第7章 DecisionTree Titanic 幸存者预测

数据分析

Titanic数据集（892行，12列的数据表格）
在这里插入图片描述
PassengerID,Name这两个数据明显与生存率无关，丢弃。

Carbin：仓位，虽然与生存率有一定关系，但数据大量丢失，而且没有更多的数据来对船舱进行归类，所以也丢弃。

Embarked：乘客登船的港口。需要把S/C/Q等数据转换为数值型数据！
Sex：性别。同样要转换成0，1数值型数据。

对于缺失数据，进行填充。

最后必须提取Survived列作为标注数据。

Pandas处理表格数据

将只有两个属性的特征（性别）转换为0，1可用布尔运算！下文还有一种方法：LabelEncoder()

将有多个属性的特征转换为0，1，2等数值型数据，用到：
unique()：Return unique values in the object
tolist()：Return a list of the values
apply()：Applies function along input axis of DataFrame
index()：Immutable ndarray implementing an ordered, sliceable set.

import matplotlib.pyplot as plt
import numpy as np
import pandas as pd

def read_dataset(fname):

    # 指定第一列作为行索引
    data = pd.read_csv(fname, index_col=0) 
    
    # 丢弃无用的数据
    data.drop(['Name', 'Ticket', 'Cabin'], axis=1, inplace=True)
    
    # 处理性别数据
    # 男性设为1，女性即为0
    data['Sex'] = (data['Sex'] == 'male').astype('int')
    
    # 处理登船港口数据
    labels = data['Embarked'].unique().tolist()
    data['Embarked'] = data['Embarked'].apply(lambda n: labels.index(n))
    
    # 处理缺失数据
    data = data.fillna(0)
    return data

train = read_dataset(r'C:\Users\Qiuyi\Desktop\titanic\train.csv')

train.head()

在这里插入图片描述

提取Survived标注数据，并划分训练集和测试集：

from sklearn.model_selection import train_test_split

y = train['Survived'].values
X = train.drop(['Survived'], axis=1).values

X_train, X_test, y_train, y_test = train_test_split(X, y, test_size=0.2)

print('train dataset: {0}; test dataset: {1}'.format(
    X_train.shape, X_test.shape))

train dataset: (712, 7); test dataset: (179, 7)

用决策树训练

from sklearn.tree import DecisionTreeClassifier

clf = DecisionTreeClassifier()
clf.fit(X_train, y_train)
train_score = clf.score(X_train, y_train)
test_score = clf.score(X_test, y_test)
print('train score: {0}; test score: {1}'.format(train_score, test_score))

train score: 0.9859550561797753; test score: 0.7932960893854749

过拟合！
解决办法是剪枝，scikit-learn不支持后剪枝，因此用max_depth等参数进行前剪枝，当决策树达到限定深度时，就不再进行分裂了。这样就可以在一定程度上避免过拟合。
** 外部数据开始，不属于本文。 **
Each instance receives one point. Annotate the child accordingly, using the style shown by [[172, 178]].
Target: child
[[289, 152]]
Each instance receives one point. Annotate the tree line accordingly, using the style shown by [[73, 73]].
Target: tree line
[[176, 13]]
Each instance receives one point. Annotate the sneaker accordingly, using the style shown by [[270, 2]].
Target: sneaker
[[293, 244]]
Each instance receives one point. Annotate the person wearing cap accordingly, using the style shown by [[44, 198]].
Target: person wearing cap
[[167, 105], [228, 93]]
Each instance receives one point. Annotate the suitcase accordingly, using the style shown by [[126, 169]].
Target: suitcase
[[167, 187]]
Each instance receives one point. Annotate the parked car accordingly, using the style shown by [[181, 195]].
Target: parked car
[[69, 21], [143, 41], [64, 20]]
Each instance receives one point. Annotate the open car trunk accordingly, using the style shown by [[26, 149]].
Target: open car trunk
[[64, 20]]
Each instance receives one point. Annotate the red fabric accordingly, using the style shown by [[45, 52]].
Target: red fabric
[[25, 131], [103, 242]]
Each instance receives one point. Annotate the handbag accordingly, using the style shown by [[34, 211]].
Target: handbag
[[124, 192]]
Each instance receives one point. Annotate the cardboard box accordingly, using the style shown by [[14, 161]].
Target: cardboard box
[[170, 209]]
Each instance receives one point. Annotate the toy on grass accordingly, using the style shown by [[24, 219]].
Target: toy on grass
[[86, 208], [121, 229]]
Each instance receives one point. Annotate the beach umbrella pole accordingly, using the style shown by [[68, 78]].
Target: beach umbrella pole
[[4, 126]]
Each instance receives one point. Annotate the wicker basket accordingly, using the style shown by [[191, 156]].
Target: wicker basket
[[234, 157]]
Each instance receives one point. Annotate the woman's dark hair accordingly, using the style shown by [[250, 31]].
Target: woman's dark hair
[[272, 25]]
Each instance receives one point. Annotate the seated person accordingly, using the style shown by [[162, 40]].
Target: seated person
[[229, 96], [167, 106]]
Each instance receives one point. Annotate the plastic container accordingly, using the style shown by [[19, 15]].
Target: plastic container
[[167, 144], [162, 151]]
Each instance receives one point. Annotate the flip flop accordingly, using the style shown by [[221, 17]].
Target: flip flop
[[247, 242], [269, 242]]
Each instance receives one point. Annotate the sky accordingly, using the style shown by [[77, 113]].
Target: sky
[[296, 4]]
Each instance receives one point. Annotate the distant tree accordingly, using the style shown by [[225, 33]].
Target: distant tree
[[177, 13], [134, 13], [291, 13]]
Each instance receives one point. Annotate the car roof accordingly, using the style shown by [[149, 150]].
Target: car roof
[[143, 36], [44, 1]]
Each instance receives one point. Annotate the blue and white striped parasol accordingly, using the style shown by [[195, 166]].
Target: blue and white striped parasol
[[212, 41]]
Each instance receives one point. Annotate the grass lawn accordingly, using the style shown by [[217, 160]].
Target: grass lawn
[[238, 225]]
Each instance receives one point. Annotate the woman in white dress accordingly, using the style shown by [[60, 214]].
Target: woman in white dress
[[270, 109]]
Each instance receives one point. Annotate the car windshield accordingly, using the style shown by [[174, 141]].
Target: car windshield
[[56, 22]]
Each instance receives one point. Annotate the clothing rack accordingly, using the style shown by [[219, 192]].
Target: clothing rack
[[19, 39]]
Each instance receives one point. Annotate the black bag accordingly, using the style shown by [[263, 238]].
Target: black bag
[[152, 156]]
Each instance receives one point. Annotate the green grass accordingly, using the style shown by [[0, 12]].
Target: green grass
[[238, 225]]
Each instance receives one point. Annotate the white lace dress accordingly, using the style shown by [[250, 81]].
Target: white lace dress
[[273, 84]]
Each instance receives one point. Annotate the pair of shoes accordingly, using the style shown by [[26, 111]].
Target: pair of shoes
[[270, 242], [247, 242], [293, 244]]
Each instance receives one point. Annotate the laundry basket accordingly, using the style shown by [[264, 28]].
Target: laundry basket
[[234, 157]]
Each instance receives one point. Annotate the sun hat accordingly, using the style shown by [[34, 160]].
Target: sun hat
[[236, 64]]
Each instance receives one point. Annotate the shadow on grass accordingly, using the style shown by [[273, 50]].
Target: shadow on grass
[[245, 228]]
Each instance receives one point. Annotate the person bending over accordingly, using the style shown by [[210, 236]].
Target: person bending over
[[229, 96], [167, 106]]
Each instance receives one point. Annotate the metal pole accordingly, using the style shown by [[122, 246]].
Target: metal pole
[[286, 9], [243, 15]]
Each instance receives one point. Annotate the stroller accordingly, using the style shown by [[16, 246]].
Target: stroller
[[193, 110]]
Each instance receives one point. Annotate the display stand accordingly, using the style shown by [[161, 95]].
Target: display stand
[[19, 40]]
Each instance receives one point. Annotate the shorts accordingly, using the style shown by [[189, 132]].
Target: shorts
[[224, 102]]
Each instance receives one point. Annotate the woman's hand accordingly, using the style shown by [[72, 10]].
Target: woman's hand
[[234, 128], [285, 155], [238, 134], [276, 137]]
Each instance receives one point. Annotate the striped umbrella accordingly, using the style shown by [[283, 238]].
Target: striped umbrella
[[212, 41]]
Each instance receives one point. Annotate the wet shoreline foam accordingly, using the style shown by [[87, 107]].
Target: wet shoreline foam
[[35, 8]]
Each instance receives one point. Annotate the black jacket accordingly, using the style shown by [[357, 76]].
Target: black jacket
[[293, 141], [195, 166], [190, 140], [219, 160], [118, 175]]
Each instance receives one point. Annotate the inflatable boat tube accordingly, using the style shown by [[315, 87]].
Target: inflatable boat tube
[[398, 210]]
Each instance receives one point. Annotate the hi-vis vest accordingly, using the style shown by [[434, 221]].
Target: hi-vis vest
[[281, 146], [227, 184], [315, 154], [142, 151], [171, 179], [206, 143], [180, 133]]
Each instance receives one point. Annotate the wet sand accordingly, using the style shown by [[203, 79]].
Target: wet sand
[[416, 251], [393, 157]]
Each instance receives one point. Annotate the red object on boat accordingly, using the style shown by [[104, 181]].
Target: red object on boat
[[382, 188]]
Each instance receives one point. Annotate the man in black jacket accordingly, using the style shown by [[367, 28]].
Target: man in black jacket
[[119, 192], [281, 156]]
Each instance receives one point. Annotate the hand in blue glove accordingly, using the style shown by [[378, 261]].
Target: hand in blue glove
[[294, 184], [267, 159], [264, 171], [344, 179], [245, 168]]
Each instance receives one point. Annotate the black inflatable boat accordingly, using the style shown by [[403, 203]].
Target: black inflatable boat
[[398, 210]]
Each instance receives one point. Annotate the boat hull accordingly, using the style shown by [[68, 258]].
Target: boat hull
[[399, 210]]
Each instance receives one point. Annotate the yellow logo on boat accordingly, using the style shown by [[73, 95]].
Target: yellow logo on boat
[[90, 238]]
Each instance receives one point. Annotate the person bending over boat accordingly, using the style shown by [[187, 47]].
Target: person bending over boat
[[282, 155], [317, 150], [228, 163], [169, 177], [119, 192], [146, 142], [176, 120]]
DRY（Do not Repeat Yourself），不要一个一个去试参数，构造参数范围，在范围内分别计算模型评分，并找出评分最高的模型所对应的参数。

np.argmax()：
Returns the indices of the maximum values along an axis.

def cv_score(d):
    clf = DecisionTreeClassifier(max_depth=d)
    clf.fit(X_train, y_train)
    tr_score = clf.score(X_train, y_train)
    cv_score = clf.score(X_test, y_test)
    return (tr_score, cv_score)

depths = range(2, 15)
scores = [cv_score(d) for d in depths]
tr_scores = [s[0] for s in scores]
cv_scores = [s[1] for s in scores]

best_score_index = np.argmax(cv_scores)
best_score = cv_scores[best_score_index]
best_param = depths[best_score_index]
print('best param: {0}; best score: {1}'.format(best_param, best_score))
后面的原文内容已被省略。